For nearly 30 years, AAMDSIF has provided research grants totaling in excess of $5 million to an international group of more than 90 researchers to help advance the understanding and treatment of aplastic anemia, myelodysplastic syndromes (MDS), and paroxysmal nocturnal hemoglobinuria (PNH).

The two-year grants have helped bring forth new insights into the causes and therapeutic approaches for these diseases.
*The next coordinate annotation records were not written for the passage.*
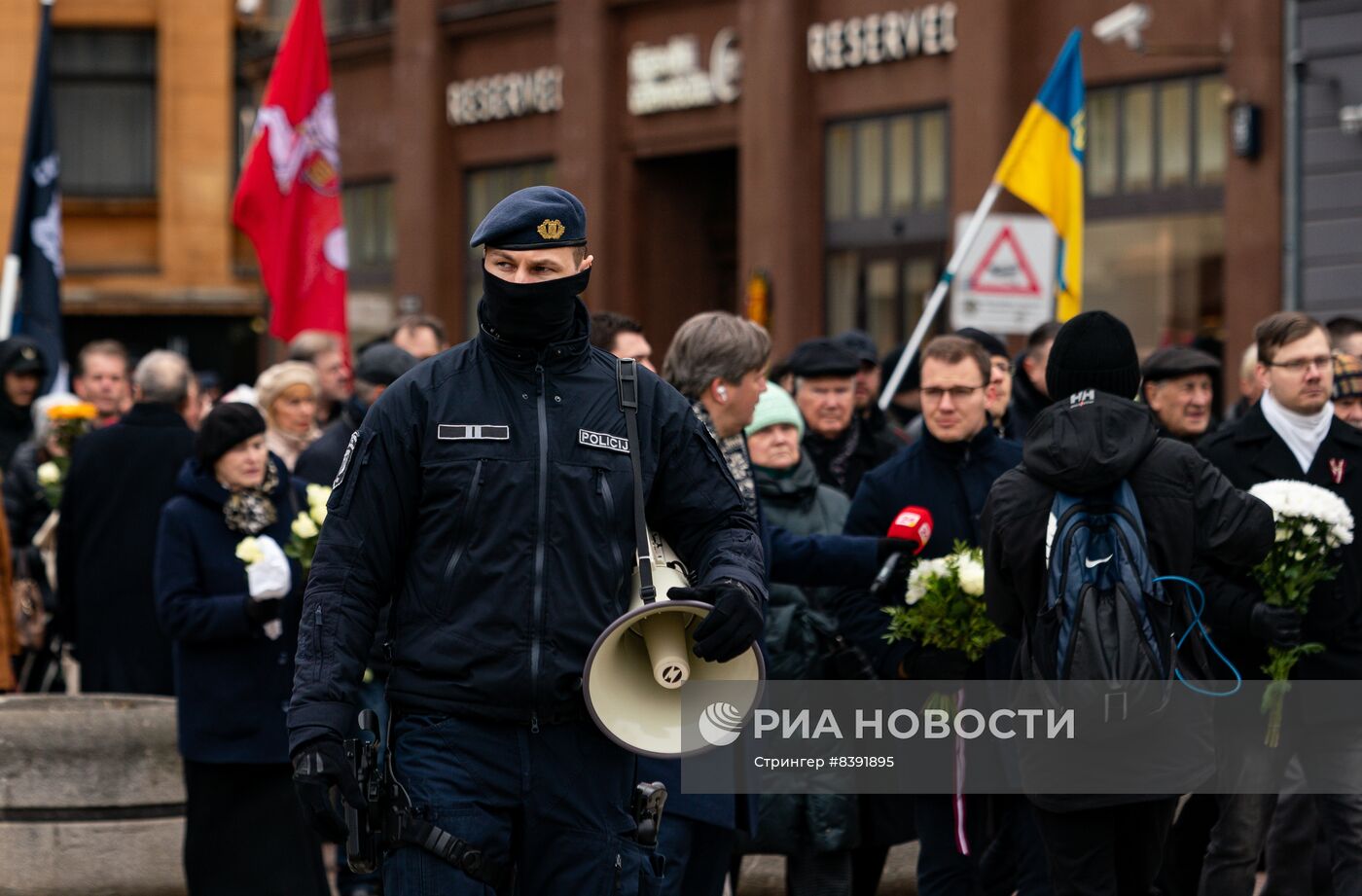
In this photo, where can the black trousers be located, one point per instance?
(1112, 850)
(245, 834)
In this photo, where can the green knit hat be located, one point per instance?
(775, 406)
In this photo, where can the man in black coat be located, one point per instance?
(22, 370)
(119, 480)
(1086, 445)
(842, 445)
(1293, 433)
(378, 367)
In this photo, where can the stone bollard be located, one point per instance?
(91, 797)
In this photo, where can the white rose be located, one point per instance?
(248, 552)
(304, 527)
(971, 578)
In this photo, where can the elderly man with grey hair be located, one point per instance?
(111, 501)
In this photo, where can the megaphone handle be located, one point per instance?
(627, 376)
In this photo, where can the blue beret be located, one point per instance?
(533, 218)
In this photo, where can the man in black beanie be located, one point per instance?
(1086, 445)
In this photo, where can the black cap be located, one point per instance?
(990, 343)
(383, 364)
(821, 357)
(912, 377)
(533, 218)
(1174, 361)
(20, 354)
(227, 426)
(860, 343)
(1093, 351)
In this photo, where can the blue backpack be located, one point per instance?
(1106, 620)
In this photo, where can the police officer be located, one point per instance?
(487, 497)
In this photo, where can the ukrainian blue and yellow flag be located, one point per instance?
(1044, 167)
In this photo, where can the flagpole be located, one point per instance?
(9, 293)
(929, 313)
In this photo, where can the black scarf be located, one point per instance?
(531, 313)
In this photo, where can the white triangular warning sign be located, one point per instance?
(1004, 269)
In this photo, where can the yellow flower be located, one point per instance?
(304, 527)
(72, 412)
(248, 551)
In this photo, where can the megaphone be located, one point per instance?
(644, 660)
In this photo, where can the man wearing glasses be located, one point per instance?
(1291, 433)
(950, 471)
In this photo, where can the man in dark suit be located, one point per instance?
(111, 504)
(1291, 433)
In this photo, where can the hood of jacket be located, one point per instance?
(796, 486)
(1090, 446)
(201, 484)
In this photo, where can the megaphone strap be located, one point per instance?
(627, 376)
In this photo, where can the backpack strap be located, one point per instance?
(627, 377)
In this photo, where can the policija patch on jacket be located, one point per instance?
(603, 440)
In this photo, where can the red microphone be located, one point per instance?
(913, 525)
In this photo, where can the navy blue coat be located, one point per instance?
(950, 480)
(487, 494)
(232, 681)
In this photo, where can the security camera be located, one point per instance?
(1127, 24)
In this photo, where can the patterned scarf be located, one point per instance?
(251, 511)
(735, 452)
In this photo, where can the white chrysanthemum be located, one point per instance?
(248, 552)
(50, 474)
(1301, 500)
(304, 527)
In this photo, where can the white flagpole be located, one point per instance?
(9, 293)
(929, 313)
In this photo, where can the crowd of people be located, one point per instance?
(128, 503)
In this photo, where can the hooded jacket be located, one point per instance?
(1192, 515)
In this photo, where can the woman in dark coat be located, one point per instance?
(234, 637)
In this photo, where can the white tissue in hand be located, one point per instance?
(269, 576)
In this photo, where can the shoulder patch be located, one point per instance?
(344, 460)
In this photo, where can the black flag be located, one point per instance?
(37, 222)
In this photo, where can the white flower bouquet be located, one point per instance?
(1310, 524)
(944, 607)
(306, 527)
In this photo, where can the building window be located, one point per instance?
(371, 233)
(885, 220)
(1155, 146)
(481, 191)
(104, 97)
(1154, 248)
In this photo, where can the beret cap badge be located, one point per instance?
(552, 229)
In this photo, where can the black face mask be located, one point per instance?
(531, 313)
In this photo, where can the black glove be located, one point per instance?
(262, 612)
(939, 664)
(732, 627)
(319, 771)
(885, 548)
(1279, 627)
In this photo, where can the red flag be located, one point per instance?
(289, 195)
These grantee profiles present the grantees by year the awards were granted, and a summary of their grant-funded research projects.

View a single grant year.

Grant Year: 2015

Britta Will, PhD

Harold Spielberg Research Fund

Myelodysplastic syndromes (MDS) are the most common hematologic malignancies in the elderly, presenting as bone marrow failure and characterized by disorderly growth and differentiation of aberrant hematopoietic stem and progenitor cells. Bone marrow transplantation is currently the only curative option for MDS. Even though 5-azacitidine (5-aza) has resulted in clinical responses and improvements in overall survival, relapse and refractory disease continue to occur in some patients. Recent findings show that cancer-initiating cells (CIC) can exist as pools of relatively quiescent cells that do not respond well to common cell-toxic agents and contribute to treatment failure. In fact, we and others have shown that karyotypically abnormal hematopoietic stem cells (HSCs) can survive during...

Grant Year: 2014

Daria Babushok, MD, PhD

Sam Jordan Research Fund, Stephen and Joanna Janowiak Research Fund, Torry Yahn Research Fund

Aplastic anemia (AA) is a devastating blood disorder, affecting children and adults, caused by immune attack on the bone marrow. Factors that determine recovery, relapse, and transformation to myelodysplasia in aAA remain poorly defined, and there is a dearth of studies in pediatric patients. Emerging data suggest that mutations in the bone marrow and in the pathogenic immune cells contribute to disease evolution and relapse. To study this, I will employ cutting-edge genomic techniques to characterize pathogenic mutations in aAA. These studies will improve treatment of patients with pediatric AA by allowing early detection of clonal evolution and disease progression.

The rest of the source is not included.